The Air Force Academy Chapel in Colorado Springs is one of the nation's unique buildings. It was designed by Walter Netsch Jr. who, unfortunately, passed away in his home in Chicago at the age of eighty-eight this past July. The chapel is a wonder of modern architecture and this is quite a feat since it was built in 1962. The dominant feature of the chapel is the seventeen spires that reach more than one-hundred feet into the sky. Many observers believe the spires resemble the wing from a jet craft placed on its end. Each spire is seventy-five feet long and weighs nearly five tons. There is a space in between each spire that is filled with stained glass.
The Chapel cost $3.5 million dollars to build. The organ, religious artifacts, furnishings, pipe fittings, and decorative hangings were all purchased with money collected at USAF services and by private donations.
The building was commissioned by the Unites States Air Force to be a multi-denominational place of worships for the Air Force cadets housed in Colorado Springs. Walter Netsch Jr. certainly delivered just that as there are five distinct places of worship within the chapel: Protestant, Catholic, Jewish, Buddhist and an all-faiths room.
Each place of worship is designed with that particular faith's beliefs in mind. The all-faiths room is devoid of religious paraphernalia so it will be acceptable to people of various religions. Removable accoutrements are allowed to be brought into the all-faiths room for worship services.

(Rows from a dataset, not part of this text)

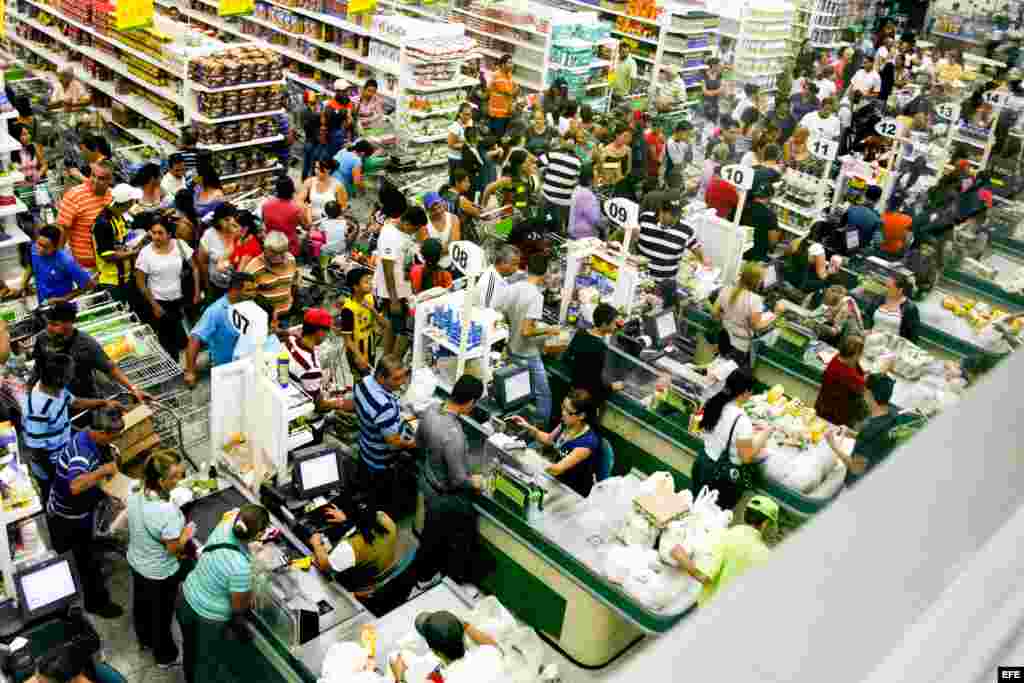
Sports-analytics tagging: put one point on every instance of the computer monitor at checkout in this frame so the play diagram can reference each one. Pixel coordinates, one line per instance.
(318, 472)
(48, 587)
(513, 387)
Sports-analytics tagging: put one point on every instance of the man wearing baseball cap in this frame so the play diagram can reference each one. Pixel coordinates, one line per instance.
(444, 635)
(304, 366)
(875, 440)
(85, 463)
(738, 550)
(114, 258)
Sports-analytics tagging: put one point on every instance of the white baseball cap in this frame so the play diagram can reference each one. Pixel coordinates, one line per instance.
(125, 194)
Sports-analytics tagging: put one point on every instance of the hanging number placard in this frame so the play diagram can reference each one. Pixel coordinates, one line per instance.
(888, 127)
(622, 212)
(738, 175)
(468, 257)
(947, 111)
(824, 148)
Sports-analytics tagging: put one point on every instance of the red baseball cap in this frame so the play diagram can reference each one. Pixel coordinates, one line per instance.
(317, 316)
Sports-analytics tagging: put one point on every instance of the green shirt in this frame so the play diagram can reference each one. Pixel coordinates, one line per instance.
(217, 574)
(151, 521)
(738, 550)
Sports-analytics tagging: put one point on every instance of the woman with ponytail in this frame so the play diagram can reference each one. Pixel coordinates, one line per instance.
(158, 536)
(729, 440)
(216, 597)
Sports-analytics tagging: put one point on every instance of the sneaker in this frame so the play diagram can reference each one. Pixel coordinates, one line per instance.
(110, 610)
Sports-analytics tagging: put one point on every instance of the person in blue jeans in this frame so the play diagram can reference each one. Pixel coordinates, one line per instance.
(523, 306)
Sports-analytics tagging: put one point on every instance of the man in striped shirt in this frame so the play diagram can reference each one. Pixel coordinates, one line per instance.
(561, 175)
(80, 470)
(381, 437)
(276, 274)
(663, 240)
(79, 209)
(304, 366)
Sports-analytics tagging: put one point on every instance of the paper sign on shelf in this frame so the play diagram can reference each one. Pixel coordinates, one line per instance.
(739, 175)
(622, 212)
(133, 14)
(468, 257)
(236, 7)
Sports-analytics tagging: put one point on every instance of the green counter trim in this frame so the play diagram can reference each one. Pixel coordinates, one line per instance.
(984, 289)
(580, 572)
(526, 596)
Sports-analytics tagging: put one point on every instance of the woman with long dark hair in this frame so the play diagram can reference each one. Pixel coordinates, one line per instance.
(730, 441)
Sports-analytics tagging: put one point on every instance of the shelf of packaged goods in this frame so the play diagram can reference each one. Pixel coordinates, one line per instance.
(237, 145)
(492, 19)
(605, 10)
(448, 111)
(339, 23)
(506, 39)
(437, 87)
(330, 47)
(103, 58)
(136, 103)
(105, 38)
(642, 39)
(255, 171)
(196, 116)
(195, 85)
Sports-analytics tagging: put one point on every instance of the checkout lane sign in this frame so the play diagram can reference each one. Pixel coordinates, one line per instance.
(622, 212)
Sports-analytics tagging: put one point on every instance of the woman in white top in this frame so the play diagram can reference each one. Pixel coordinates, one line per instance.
(158, 536)
(457, 135)
(158, 275)
(740, 311)
(727, 428)
(321, 188)
(441, 225)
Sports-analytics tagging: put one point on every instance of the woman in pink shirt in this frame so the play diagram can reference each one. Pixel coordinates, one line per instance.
(284, 215)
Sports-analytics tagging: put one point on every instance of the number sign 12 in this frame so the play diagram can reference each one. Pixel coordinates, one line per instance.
(468, 257)
(824, 148)
(740, 176)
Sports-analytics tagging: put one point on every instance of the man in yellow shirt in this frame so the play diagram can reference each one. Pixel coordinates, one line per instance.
(739, 549)
(502, 94)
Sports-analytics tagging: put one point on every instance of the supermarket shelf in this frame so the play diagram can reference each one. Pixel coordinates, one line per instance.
(634, 37)
(604, 10)
(238, 117)
(255, 171)
(226, 88)
(423, 115)
(506, 39)
(237, 145)
(462, 83)
(99, 57)
(517, 27)
(103, 37)
(137, 103)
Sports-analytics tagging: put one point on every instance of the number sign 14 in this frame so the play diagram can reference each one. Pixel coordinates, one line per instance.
(738, 175)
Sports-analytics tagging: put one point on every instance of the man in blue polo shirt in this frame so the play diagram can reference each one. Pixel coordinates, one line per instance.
(58, 276)
(80, 469)
(381, 436)
(218, 329)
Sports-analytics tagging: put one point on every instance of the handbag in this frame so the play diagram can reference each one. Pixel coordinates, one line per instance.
(730, 479)
(187, 284)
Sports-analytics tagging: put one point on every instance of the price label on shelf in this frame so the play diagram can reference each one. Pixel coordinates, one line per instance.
(947, 111)
(132, 14)
(468, 257)
(622, 212)
(824, 148)
(888, 127)
(738, 175)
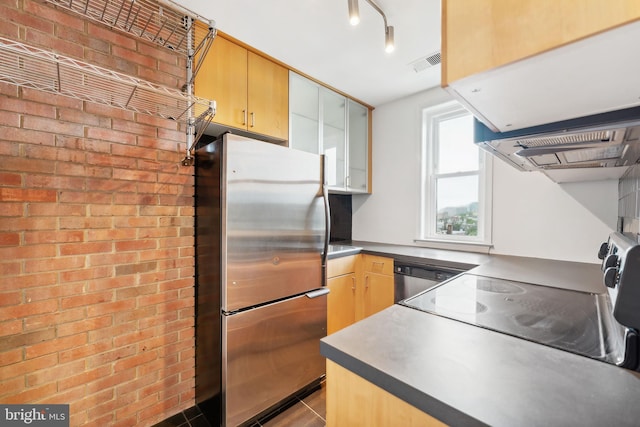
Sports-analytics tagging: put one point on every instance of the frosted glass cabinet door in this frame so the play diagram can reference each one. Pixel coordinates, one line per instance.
(304, 114)
(357, 178)
(334, 137)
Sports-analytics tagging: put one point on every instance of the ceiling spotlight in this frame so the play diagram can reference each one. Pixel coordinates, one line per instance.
(389, 42)
(354, 13)
(354, 18)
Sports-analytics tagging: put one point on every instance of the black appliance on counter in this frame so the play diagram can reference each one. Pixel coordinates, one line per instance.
(600, 326)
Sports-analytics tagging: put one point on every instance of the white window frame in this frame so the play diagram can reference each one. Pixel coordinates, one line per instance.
(427, 227)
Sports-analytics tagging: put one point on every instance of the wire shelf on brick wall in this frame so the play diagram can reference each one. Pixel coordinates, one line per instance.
(35, 68)
(167, 24)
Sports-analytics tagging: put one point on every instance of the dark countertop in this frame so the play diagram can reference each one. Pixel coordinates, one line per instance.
(466, 375)
(437, 257)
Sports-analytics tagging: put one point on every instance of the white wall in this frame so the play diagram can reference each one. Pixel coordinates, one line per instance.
(532, 215)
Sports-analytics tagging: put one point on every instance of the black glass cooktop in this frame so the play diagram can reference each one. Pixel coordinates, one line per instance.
(564, 319)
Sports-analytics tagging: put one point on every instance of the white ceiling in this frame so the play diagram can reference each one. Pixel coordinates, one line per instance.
(315, 37)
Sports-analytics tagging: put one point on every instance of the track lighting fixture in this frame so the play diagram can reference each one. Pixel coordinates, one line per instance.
(354, 19)
(389, 42)
(354, 13)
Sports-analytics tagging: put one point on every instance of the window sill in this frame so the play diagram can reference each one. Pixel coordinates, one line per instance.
(477, 247)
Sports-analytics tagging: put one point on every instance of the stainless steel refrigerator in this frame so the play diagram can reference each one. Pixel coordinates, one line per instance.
(261, 238)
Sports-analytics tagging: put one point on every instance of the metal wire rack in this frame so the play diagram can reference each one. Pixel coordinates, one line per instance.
(166, 24)
(35, 68)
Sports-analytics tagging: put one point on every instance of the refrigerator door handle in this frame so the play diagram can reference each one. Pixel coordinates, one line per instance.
(327, 216)
(317, 293)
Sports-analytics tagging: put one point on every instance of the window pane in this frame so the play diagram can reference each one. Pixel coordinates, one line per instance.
(457, 205)
(456, 151)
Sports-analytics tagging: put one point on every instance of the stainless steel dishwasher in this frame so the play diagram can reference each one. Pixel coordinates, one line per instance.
(411, 279)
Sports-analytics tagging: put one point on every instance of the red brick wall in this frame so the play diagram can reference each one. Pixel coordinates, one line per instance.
(96, 238)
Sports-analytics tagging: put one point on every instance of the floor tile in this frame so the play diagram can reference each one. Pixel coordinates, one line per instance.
(192, 412)
(199, 421)
(178, 420)
(299, 415)
(317, 402)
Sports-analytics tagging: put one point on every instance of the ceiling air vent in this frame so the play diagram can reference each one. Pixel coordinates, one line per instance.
(426, 62)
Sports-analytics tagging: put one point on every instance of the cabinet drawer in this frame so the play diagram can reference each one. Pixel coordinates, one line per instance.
(377, 264)
(339, 266)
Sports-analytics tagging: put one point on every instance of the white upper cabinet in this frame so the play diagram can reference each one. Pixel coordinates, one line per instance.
(325, 122)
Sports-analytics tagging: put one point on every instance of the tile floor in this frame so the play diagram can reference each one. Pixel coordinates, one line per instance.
(306, 411)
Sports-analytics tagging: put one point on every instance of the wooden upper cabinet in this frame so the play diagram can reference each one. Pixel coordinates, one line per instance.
(481, 35)
(268, 100)
(251, 91)
(223, 78)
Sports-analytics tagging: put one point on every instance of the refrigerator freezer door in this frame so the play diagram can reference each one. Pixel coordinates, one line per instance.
(271, 353)
(273, 222)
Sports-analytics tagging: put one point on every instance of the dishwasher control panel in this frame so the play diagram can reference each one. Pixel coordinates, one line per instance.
(410, 280)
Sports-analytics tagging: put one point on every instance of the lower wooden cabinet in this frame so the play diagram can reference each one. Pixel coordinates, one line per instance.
(360, 285)
(377, 286)
(354, 401)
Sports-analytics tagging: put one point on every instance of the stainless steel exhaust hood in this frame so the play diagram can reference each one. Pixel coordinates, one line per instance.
(596, 147)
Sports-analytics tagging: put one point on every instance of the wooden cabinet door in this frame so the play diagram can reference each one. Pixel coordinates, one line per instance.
(223, 78)
(268, 100)
(482, 35)
(377, 293)
(341, 302)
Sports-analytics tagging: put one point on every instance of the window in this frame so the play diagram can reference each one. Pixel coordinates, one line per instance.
(456, 185)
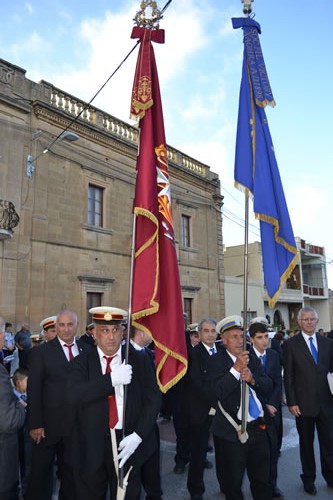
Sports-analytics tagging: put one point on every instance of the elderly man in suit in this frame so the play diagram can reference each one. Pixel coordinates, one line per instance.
(51, 418)
(12, 416)
(202, 405)
(308, 357)
(234, 370)
(96, 387)
(258, 330)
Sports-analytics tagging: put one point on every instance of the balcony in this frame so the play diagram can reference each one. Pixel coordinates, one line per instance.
(8, 219)
(313, 291)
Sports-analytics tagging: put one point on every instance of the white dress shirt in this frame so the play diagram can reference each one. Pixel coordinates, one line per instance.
(119, 389)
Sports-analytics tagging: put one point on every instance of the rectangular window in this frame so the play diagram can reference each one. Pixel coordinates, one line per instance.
(93, 300)
(186, 231)
(188, 310)
(95, 206)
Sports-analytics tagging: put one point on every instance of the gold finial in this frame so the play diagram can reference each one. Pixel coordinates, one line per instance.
(142, 19)
(247, 9)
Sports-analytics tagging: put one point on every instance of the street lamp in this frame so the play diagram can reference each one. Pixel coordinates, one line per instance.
(65, 136)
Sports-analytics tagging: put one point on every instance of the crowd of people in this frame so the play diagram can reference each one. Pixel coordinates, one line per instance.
(87, 406)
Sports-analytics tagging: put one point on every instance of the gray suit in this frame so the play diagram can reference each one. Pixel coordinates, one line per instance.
(12, 415)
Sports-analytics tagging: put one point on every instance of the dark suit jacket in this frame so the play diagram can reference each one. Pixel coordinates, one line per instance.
(48, 373)
(12, 415)
(202, 396)
(228, 391)
(305, 382)
(273, 370)
(88, 389)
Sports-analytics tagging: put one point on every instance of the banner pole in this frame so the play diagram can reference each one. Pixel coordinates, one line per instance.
(127, 341)
(245, 301)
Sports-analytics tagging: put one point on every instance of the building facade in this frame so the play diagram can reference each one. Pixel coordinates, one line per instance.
(307, 286)
(66, 214)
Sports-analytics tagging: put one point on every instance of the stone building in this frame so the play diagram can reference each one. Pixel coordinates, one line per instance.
(71, 246)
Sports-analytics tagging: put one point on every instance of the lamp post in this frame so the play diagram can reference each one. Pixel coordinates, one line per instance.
(65, 136)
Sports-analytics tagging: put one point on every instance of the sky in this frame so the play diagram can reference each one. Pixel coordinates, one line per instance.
(77, 44)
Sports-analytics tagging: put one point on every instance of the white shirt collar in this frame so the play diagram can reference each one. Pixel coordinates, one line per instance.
(259, 354)
(102, 354)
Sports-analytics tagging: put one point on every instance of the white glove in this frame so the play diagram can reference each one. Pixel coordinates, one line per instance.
(330, 381)
(127, 447)
(121, 374)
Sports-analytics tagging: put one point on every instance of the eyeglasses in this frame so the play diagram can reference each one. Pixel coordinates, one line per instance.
(111, 329)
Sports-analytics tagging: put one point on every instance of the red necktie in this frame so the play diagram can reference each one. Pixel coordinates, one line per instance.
(70, 352)
(113, 412)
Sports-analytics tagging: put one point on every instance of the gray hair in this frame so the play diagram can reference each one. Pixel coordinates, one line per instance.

The chapel reached National Historic Landmark status in 2004. The American Institute of Architects named the chapel the 51st most popular building in the country in 2007. The Chapel was not always viewed with such awe. According to Mr. Netsch's widow, Dawn, many people felt the chapel was not religious enough and many others felt it was just downright weird.
According to Duane Boyle, Air Force Chief of Program Development, the chapel has fallen on hard times. Leaks have developed between the spires due to cost restraints on materials imposed on Mr. Netsch. These leaks require constant attention and repair and cost upwards of $300,000 dollars in annual repairs. Due to the National Historic Landmark status of the chapel it, by law, cannot be demolished so repairs should commence soon.
The town of Colorado Springs is also welcome to tour, or worship in, the chapel. The town is dependant on the Air Force base for much of its economy and lives in harmony with its cadet neighbors. The mean salary in Colorado Springs is slightly over fifty thousand dollars and the mean price for a home is $209,400 dollars. This makes Colorado Springs one of the most affordable places in Colorado to purchase a home.